最初は仏国Ecole Polytechniqueである(12月8日)。Bastien Nay教授にホストしていただいた。面識はなかったが、次に訪問予定のパリサクレー大学Christophe准教授に紹介いただき、訪問が実現した。筆者らが最近合成した天然物に関する総説を執筆していたことから一方的に知っていた天然物合成屋である。仏国のストライキの多い電車事情もあり(実際に到着初日から遭遇した)ホテルまで迎えに来ていただいた。Basitenとのディスカッションから始まった。独自の方法論を用いた天然物合成、さらにはバイオロジーまで最新の成果を紹介いただいた。その後、Bastienと若手のSebastien Prevost博士、Samir Zard教授と食事を取り、昼間からワインを嗜んだ。仏国では普通らしく、日本ではビールも学内で売っていないことを伝えると大変驚かれた。ワイン=水というのは真実なようである。SebastienとYvan Six先生とディスカッションした後、講演した。自身の英語講演の準備不足を若干感じつつも複数質問いただき、自己評価としては及第点だろうか(甘い?)。その後、Zard教授と1時間ディスカッションした。すでに定年を迎えているが、ザンテートを用いたラジカル化学を熱く紹介いただいた。ディスカッション後に、‘Your chemistry is interesting and very unusual’と言っていただき、unusual= 独自と勝手に捉え自信になった。

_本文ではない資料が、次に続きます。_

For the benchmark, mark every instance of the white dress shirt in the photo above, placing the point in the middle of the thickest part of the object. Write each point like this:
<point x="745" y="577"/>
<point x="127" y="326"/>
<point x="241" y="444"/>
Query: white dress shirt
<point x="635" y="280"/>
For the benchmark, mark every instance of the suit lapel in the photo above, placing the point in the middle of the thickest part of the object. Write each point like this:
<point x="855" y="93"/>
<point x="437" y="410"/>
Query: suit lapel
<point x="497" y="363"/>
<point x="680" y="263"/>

2つ目はパリサクレー大学だった(12月11日)。まず、ホストのChristophe Bour准教授に建ったばかりの巨大なキャンパスを紹介してもらった。建物の入口は空港と見紛うほど壮大だった。昼食前に講演したが、休日に初日の自己反省をしたおかげか緊張もせず楽しく話せた。その後ChristopheとAlix博士と昼食。やはりワイン。ランチ後、Kagan教授のご自宅の前を通りつつキャンパスに戻り、Guillaume Vincent教授とディスカッションした。脱芳香族化を駆使したインドールアルカロイドの合成で最近多くの成果を出している。挑戦的な合成戦略とそれを実現できた妙を聞き、盛り上がった。その後、Christopheとディスカッションした。コロナ禍直前に早稲田大学で講演してもらったが、それとは毛色の異なるルイス酸試薬を楽しんだ。Alix博士とのディスカッションの後、Christopheの学生が話したいと申し出てくれ、それを終えてパリサクレー大学を後にした。

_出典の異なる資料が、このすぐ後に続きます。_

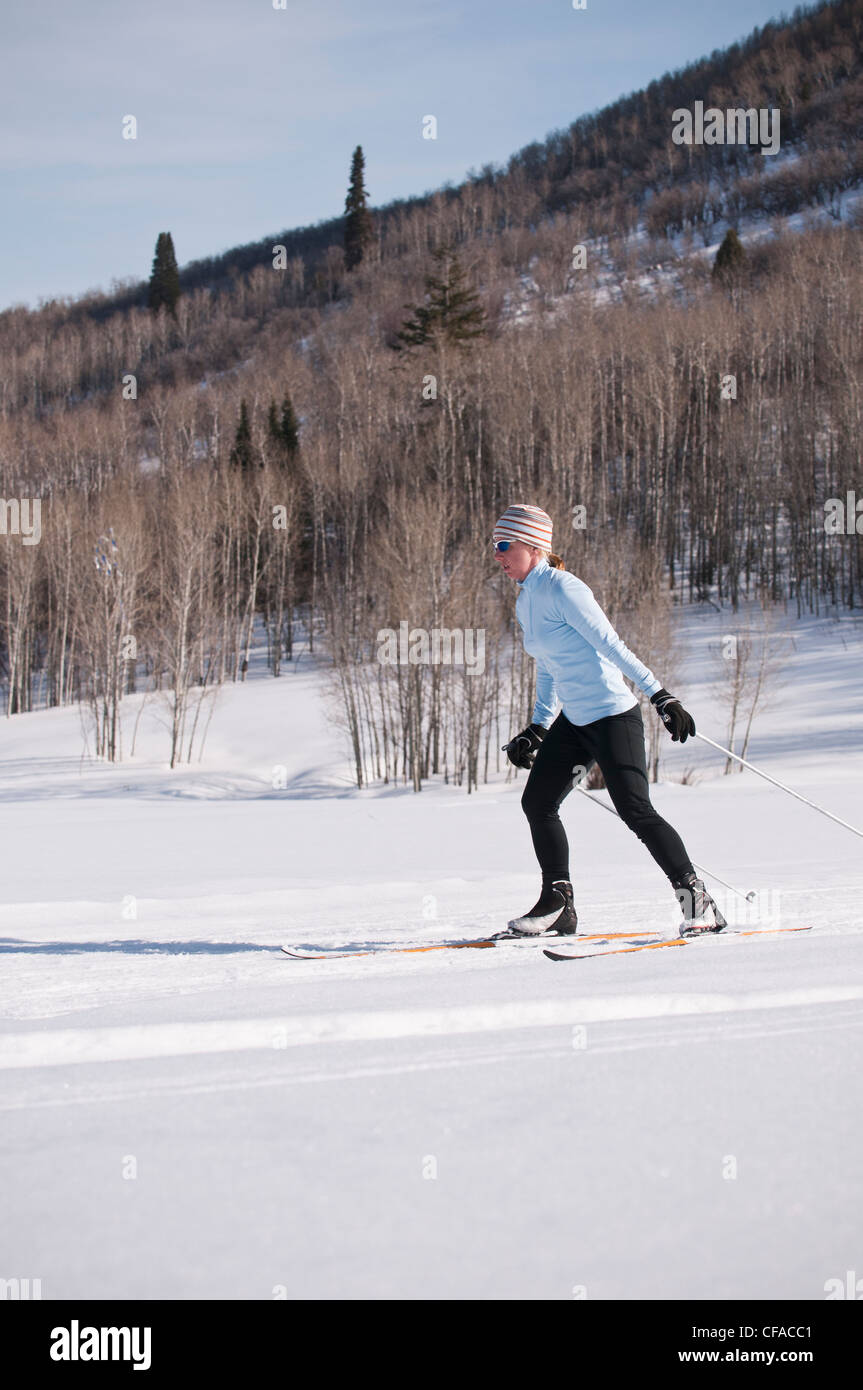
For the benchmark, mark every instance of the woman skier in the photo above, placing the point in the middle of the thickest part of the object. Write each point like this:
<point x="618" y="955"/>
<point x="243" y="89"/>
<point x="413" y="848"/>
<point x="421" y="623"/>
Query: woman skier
<point x="580" y="659"/>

パリから次の訪問地マンチェスター大学へ飛んだ。到着当日はホストのIgor Larrosa教授の学生にランチと街案内してもらった後、Igorと夕食を楽しんだ。12月13日に大学を訪問した。まずIgorの学生に未発表の研究成果をプレゼンしてもらった。こんな研究も始めたのかと驚かされる内容であり、チャレンジし続けるLarrosa研に感服した。その後着任して間もないAaron Trowbridge助教授とディスカッションした。現在進行中の光を使った興味深い酸化反応を紹介いただいた。その後、AaronとTurner研のポスドクと昼食を伴にした。二人ともGaunt研出身であり、知人が複数人いたため彼らの話で盛り上がった。その後、Proctor教授とのSmI2化学のディスカッションを楽しんだ後、講演した。メカニズムの質問が大量であり、答えに苦しむ点もあったものの無事終了。Micheal Greaney教授、速度論VTNA法で著名なJordi Bures教授とディスカッションした。Jordiには途中でホワイトボードを使いながら速度論を話していただき、授業のようであった。Igor、Jordiとディナーを楽しんだ。二人共スペイン出身なためバスク料理の食べられる店だった。Jordiは近いうちにICIQへ移ることが内定しているそうだ。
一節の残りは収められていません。